Простите это длинное отступление, читатель. Я вас предупредил на этот счет. Да и теперь мы все-таки не сразу вернемся к лету 1867 года на Черной речке. Нам нужно еще пройти под некоторою, отнюдь не триумфальною аркой, которую воздвигла для русских литераторов «Неделя».

Один из литературных обозревателей «Недели», г. Единица, воспользовался историей Парнеля – О'Ши, чтобы бросить какой-то темный намек-упрек каким-то русским писателям{55}. Тут же он выражает недоумение по поводу того, что о писателях не принято говорить: спился, пьянствовал и т. п., а говорится: страдал известною русскою слабостью, известным недугом. Г. Единица желает, чтобы пороки и безнравственность русских писателей предъявлялись публике без вуаля. Так уж ныне все строго пошло по части нравственности. Как и в предыдущих случаях, я охотно готов признать, что в прошлом г. Единицы и всего персонала «Недели» нет ни единого греха вроде того, который так тяжело отозвался на Парнеле. Готов признать также, что хоть они «немножко и дерут, но в рот хмельного не берут». Честь им и слава! Пусть они в этих отношениях белее снега альпийских вершин, голубее небесной лазури. И все-таки, мне кажется, что размышления г. Единицы немножко неуместны. У русских людей есть обычай при встрече с похоронами креститься или по крайней мере снимать шапку. В силу этого обычая вы снимаете шапку даже перед таким покойником, которому при жизни, может быть, ни за что не поклонились бы; тем более, если почивший оказал обществу какие-нибудь услуги. Поэтому-то, может быть, мы и говорим, что Полежаев, Помяловский, Щапов, Решетников, Мей, Аполлон Григорьев и, к сожалению, еще многие, многие другие «страдали известною русскою слабостью», очень хорошо зная, что это псевдоним пьянства. И потом вопрос: что лучше или, пожалуй, что хуже: страдать ли известною русскою слабостью, как только что поименованные писатели, или систематически, в течение многих лет сбивать с толку читателей разными «новыми словами» и потом спокойно убирать их в карман, как это случается с «Неделей»? Я очень хорошо понимаю красоту соединения общественной, политической нравственности с безупречною личною чистотой. Но если уж выбирать, то я не выбрал бы тех музыкантов, которые «в рот хмельного не берут». Потому что, видите ли, сбивать с толку читателей – глубоко безнравственно и даже преступно.

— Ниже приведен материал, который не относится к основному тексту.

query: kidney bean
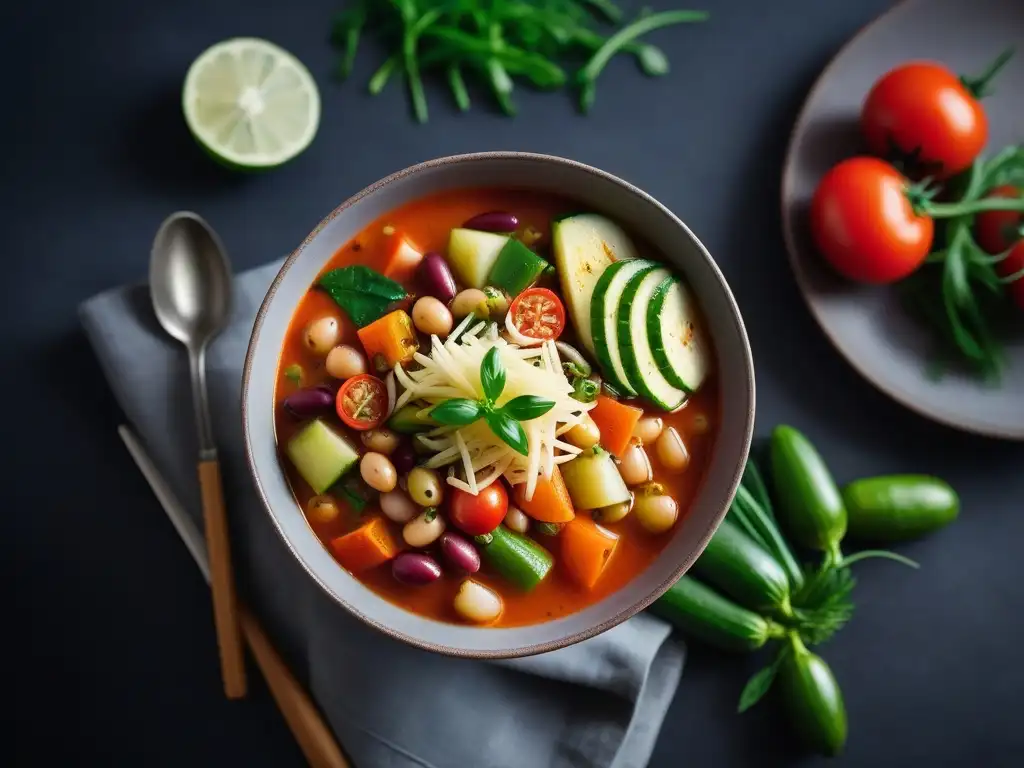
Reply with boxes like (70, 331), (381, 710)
(439, 532), (481, 573)
(463, 211), (519, 233)
(417, 252), (457, 304)
(391, 441), (418, 474)
(392, 552), (443, 585)
(282, 385), (334, 418)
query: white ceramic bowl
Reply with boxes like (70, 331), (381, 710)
(243, 152), (755, 658)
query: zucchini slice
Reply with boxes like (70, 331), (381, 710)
(648, 276), (710, 393)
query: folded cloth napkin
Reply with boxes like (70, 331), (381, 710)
(79, 259), (685, 768)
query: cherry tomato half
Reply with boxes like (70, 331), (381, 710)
(975, 185), (1023, 255)
(509, 287), (566, 341)
(861, 62), (987, 178)
(449, 483), (508, 537)
(810, 157), (934, 285)
(336, 374), (388, 431)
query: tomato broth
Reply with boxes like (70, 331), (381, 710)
(275, 188), (718, 627)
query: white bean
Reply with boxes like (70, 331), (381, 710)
(403, 510), (446, 548)
(360, 452), (397, 493)
(325, 344), (366, 379)
(412, 296), (454, 337)
(565, 414), (601, 450)
(593, 497), (632, 524)
(504, 506), (530, 534)
(304, 317), (341, 356)
(361, 428), (400, 455)
(451, 288), (488, 319)
(380, 490), (418, 523)
(632, 416), (664, 445)
(635, 494), (679, 534)
(655, 427), (690, 472)
(454, 579), (503, 624)
(306, 495), (340, 524)
(618, 442), (653, 486)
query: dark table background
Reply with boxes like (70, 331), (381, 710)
(7, 0), (1024, 765)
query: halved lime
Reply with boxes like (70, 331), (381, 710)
(182, 38), (320, 170)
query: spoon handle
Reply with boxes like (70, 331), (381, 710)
(198, 457), (248, 698)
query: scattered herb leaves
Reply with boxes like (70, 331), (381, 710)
(431, 398), (485, 426)
(318, 265), (407, 328)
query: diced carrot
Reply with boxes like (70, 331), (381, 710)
(330, 517), (398, 572)
(561, 517), (619, 589)
(589, 395), (643, 457)
(515, 466), (576, 523)
(357, 310), (419, 368)
(381, 234), (424, 284)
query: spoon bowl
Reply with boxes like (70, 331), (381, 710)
(150, 213), (232, 348)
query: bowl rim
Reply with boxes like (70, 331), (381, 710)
(241, 151), (755, 658)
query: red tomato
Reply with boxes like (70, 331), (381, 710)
(1001, 243), (1024, 311)
(810, 157), (934, 284)
(335, 374), (387, 431)
(449, 483), (508, 536)
(975, 185), (1023, 254)
(861, 62), (987, 178)
(509, 288), (566, 341)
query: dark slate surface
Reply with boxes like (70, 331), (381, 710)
(7, 0), (1023, 765)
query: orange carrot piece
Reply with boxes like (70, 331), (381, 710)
(357, 310), (419, 368)
(515, 466), (576, 523)
(561, 517), (619, 589)
(381, 234), (424, 284)
(589, 395), (643, 457)
(330, 517), (398, 573)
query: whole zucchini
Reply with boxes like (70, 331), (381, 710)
(771, 425), (847, 556)
(842, 475), (959, 542)
(779, 636), (847, 756)
(692, 517), (793, 617)
(651, 576), (783, 652)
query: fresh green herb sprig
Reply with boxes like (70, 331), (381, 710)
(430, 347), (555, 455)
(331, 0), (708, 122)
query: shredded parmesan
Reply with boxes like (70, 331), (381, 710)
(393, 335), (596, 500)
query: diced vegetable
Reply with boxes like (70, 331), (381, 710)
(589, 395), (643, 458)
(553, 213), (639, 356)
(476, 525), (553, 591)
(286, 419), (360, 494)
(514, 465), (576, 523)
(617, 266), (687, 410)
(648, 276), (710, 394)
(560, 445), (631, 510)
(561, 517), (619, 589)
(332, 473), (377, 514)
(381, 234), (424, 285)
(388, 402), (435, 433)
(357, 310), (419, 369)
(330, 517), (398, 572)
(283, 363), (303, 384)
(488, 238), (551, 296)
(592, 260), (652, 395)
(448, 228), (509, 288)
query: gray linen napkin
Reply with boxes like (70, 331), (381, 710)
(79, 259), (685, 768)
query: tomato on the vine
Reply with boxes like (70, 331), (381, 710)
(449, 483), (508, 536)
(335, 374), (388, 430)
(810, 157), (934, 284)
(861, 62), (987, 178)
(975, 185), (1023, 254)
(509, 288), (565, 341)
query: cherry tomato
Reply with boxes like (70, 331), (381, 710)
(861, 62), (987, 178)
(449, 483), (508, 536)
(335, 374), (388, 431)
(509, 288), (565, 341)
(999, 243), (1024, 311)
(975, 185), (1022, 254)
(810, 157), (934, 284)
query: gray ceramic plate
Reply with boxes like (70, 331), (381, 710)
(782, 0), (1024, 440)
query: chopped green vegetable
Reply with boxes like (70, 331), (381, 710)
(318, 265), (407, 328)
(284, 363), (303, 384)
(333, 473), (376, 514)
(488, 239), (550, 296)
(535, 521), (562, 537)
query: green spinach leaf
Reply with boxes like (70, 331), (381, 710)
(318, 266), (407, 328)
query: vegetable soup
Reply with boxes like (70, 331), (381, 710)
(275, 188), (717, 627)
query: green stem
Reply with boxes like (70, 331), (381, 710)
(960, 47), (1015, 98)
(787, 629), (808, 655)
(925, 196), (1024, 219)
(447, 63), (470, 111)
(837, 549), (920, 569)
(1000, 265), (1024, 284)
(766, 620), (788, 640)
(368, 55), (399, 95)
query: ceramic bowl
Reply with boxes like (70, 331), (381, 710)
(242, 152), (755, 658)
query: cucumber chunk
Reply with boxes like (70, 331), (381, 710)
(488, 239), (550, 296)
(286, 419), (360, 494)
(477, 526), (553, 591)
(448, 229), (509, 289)
(649, 276), (710, 393)
(552, 214), (638, 355)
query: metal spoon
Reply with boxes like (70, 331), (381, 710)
(150, 211), (247, 699)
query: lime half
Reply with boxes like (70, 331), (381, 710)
(183, 38), (320, 170)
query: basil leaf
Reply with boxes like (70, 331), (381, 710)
(485, 409), (528, 456)
(480, 347), (506, 403)
(318, 266), (407, 328)
(430, 398), (484, 426)
(501, 395), (555, 422)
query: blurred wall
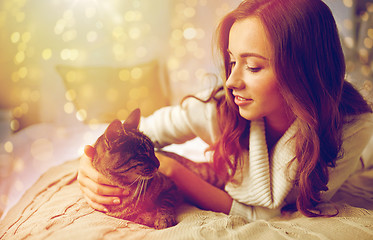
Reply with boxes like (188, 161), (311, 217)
(1, 0), (372, 132)
(0, 0), (242, 130)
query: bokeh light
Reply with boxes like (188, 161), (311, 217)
(0, 0), (245, 131)
(13, 158), (25, 173)
(3, 141), (13, 153)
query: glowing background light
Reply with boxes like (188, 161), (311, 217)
(0, 0), (247, 131)
(0, 0), (372, 130)
(3, 141), (13, 153)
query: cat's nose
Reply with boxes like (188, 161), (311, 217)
(144, 166), (157, 175)
(153, 156), (160, 168)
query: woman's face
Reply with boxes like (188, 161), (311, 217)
(226, 17), (290, 124)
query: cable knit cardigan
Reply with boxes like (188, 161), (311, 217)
(139, 92), (373, 221)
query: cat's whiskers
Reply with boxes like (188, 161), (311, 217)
(135, 178), (143, 206)
(129, 175), (142, 187)
(134, 177), (149, 207)
(140, 178), (148, 203)
(134, 178), (142, 197)
(142, 179), (148, 201)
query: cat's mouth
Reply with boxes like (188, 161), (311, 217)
(138, 174), (155, 180)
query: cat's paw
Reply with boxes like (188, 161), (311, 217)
(154, 215), (176, 229)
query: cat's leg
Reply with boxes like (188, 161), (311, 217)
(133, 211), (157, 228)
(154, 208), (176, 229)
(153, 179), (180, 229)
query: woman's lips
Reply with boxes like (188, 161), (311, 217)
(234, 95), (253, 106)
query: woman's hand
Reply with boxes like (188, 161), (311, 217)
(156, 152), (180, 178)
(77, 145), (128, 212)
(155, 152), (232, 214)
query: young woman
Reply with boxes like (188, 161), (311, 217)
(78, 0), (373, 220)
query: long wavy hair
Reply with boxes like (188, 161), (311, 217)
(208, 0), (372, 217)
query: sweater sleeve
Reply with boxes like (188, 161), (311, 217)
(321, 112), (373, 201)
(229, 200), (283, 221)
(139, 90), (221, 148)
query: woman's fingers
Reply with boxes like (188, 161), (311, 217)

И если фараон не удивлялся своему сну, так только потому, что во сне мы вообще ничему не удивляемся. В действительности же ни с чем не сообразно, чтобы корова корову ела, да еще тощая тучную.

Теперь на Черную речку.

Изо всех наших гостей самым замечательным был, конечно, Василий Степанович Курочкин. Я никогда не имел с ним деловых сношений, так как в его газете «Искра»{56} никогда не писал, а в центре моей работы, в «Отечественных записках», он участвовал лишь случайно, переводными и оригинальными стихотворениями и, помнится, двумя-тремя театральными хрониками. Я видел его, значит, не в рабочие будни, а в дни праздников или вольной и невольной праздности. И дни эти, не в обиду будь сказано строгому г. Единице, нередко отдавались известной русской слабости. По тогдашней моей молодости я считал Василия Степановича очень веселым человеком. Может быть, вино действовало на него иногда и угнетающим образом, но я его таким не видал. На моих глазах вино только усиливало его добродушную веселость и остроумие, он сыпал каламбурами, остротами, экспромтами, смешил и сам хохотал. А между тем, как я оценил впоследствии, с этим смехом сочеталось глубокое и постоянное горе, даже не одно, а по крайней мере два горя. Я отнюдь не хочу сводить все дело к этим горям, – привычка омрачать сознание и волю вином, конечно, очень дурная привычка, и как таковую я охотно отдаю ее на растерзание моралистов и в Курочкине; не могу, однако, не отметить тех прискорбных обстоятельств, которые если не вызвали, то усилили в нем пагубную привычку.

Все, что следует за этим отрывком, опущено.